JSE could decline on global equity markets drop
Tencent decrease suggests a weak start for heavyweight Naspers, which owns 31% of the technology group
The JSE could follow global stocks firmly lower on Monday morning, as mounting concern about the health of major economies takes its toll on equity markets.
Hong Kong’s Hang Seng Index was 1.8% lower at the lunch break, with Tencent down as much as 2.8%. That suggests a weak start for JSE-heavyweight Naspers, which owns 31% of the technology group.
Japan’s Nikkei 225 index was 3.3% weaker, while Australia’s main index was down 1.2%. JSE-listed BHP Group fell 1.6% in that market by mid-afternoon.
On Friday, the S&P 500 Index dropped 1.9% in the US after the yield curve in that country inverted. The spread between three-month Treasury bill rates and 10-year notes turned negative for the first time in more than a decade — stoking concerns that the US is headed for a recession.
The US Federal Reserve added to growth concerns last week with a decidedly dovish tone, while weak economic data out of Europe also underwhelmed investors.
No major company results are expected on the JSE on Monday.
Small-cap Randgold & Exploration Company is due to report its financial results for the year ended December.
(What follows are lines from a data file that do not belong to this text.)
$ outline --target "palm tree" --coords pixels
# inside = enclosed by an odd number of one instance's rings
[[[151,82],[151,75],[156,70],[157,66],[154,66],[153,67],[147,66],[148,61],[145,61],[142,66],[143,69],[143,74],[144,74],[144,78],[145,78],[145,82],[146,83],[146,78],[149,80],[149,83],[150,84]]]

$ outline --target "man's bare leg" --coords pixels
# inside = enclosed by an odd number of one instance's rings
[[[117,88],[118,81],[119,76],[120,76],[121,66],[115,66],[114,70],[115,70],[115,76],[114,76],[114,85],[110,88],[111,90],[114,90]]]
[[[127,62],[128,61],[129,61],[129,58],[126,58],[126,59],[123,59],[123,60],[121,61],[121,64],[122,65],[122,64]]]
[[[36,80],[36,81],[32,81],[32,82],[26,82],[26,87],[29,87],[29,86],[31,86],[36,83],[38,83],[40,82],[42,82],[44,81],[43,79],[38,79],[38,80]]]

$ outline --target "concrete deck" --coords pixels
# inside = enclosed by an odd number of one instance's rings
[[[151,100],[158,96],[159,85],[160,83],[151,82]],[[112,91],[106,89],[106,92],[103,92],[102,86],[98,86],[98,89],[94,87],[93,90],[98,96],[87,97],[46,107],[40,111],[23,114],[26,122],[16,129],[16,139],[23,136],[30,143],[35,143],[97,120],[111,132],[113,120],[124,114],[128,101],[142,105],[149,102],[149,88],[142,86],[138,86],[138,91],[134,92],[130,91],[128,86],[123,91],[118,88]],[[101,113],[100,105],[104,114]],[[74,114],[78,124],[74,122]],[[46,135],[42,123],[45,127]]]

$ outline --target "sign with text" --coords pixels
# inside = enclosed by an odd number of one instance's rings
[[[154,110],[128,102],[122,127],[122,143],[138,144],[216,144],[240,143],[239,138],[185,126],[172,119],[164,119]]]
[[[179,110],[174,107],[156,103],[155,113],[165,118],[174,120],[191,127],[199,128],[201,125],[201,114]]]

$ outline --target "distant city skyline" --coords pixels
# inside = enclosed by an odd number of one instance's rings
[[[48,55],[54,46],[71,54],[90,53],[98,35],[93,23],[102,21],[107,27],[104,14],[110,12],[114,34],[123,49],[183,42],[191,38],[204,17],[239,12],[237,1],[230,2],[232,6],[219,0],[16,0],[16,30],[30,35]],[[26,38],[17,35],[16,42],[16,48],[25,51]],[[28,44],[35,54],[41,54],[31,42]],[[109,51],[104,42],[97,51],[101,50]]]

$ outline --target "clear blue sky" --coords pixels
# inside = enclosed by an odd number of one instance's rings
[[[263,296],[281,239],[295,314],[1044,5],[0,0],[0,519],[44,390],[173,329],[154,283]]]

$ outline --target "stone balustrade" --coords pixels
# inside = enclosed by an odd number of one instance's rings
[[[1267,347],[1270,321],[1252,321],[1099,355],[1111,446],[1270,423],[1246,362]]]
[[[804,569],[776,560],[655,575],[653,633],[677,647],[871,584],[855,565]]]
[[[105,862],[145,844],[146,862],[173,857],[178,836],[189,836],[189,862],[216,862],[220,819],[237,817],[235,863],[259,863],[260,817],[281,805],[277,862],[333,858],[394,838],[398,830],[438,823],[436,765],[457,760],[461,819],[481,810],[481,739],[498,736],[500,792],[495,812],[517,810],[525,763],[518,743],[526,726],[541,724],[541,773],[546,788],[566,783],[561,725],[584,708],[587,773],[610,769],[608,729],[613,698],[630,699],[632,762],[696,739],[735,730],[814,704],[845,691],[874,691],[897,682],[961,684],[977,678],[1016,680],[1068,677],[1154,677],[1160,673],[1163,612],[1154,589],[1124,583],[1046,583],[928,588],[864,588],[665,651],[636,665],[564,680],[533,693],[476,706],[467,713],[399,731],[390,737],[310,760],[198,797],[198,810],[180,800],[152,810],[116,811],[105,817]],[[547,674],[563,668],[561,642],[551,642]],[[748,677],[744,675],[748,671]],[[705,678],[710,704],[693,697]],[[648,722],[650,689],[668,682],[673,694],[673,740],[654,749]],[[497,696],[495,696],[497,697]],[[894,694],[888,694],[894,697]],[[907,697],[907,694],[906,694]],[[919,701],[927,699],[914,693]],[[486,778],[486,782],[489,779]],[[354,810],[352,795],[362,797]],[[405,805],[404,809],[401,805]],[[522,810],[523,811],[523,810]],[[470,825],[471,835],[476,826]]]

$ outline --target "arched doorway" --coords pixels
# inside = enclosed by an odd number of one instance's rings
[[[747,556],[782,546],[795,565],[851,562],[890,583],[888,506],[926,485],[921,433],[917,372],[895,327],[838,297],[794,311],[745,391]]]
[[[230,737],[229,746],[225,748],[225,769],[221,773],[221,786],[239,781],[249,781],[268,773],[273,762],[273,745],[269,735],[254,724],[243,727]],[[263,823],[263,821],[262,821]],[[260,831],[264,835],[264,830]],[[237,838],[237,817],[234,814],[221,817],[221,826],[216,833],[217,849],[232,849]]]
The company said earlier in March its headline earnings per share will be 2.6c-7.1c for the year, from a headline loss per share of 22.54c previously.
The turnaround was mainly due to a settlement payment received from Charles Orbach and Company, a former auditor of the group.
Meanwhile, the rand was weaker on Monday morning, trading 0.22% down versus the dollar at R14.52/$.
The local currency was flat against the pound at R19.16/£, and versus the euro it was 0.19% down at R16.41/€.
“While Eskom has suspended load shedding, global growth concerns, confirmed by weak EU and US data, is driving market participants to safe-haven assets,” said Bianca Botes, corporate treasury manager at Peregrine Treasury Solutions.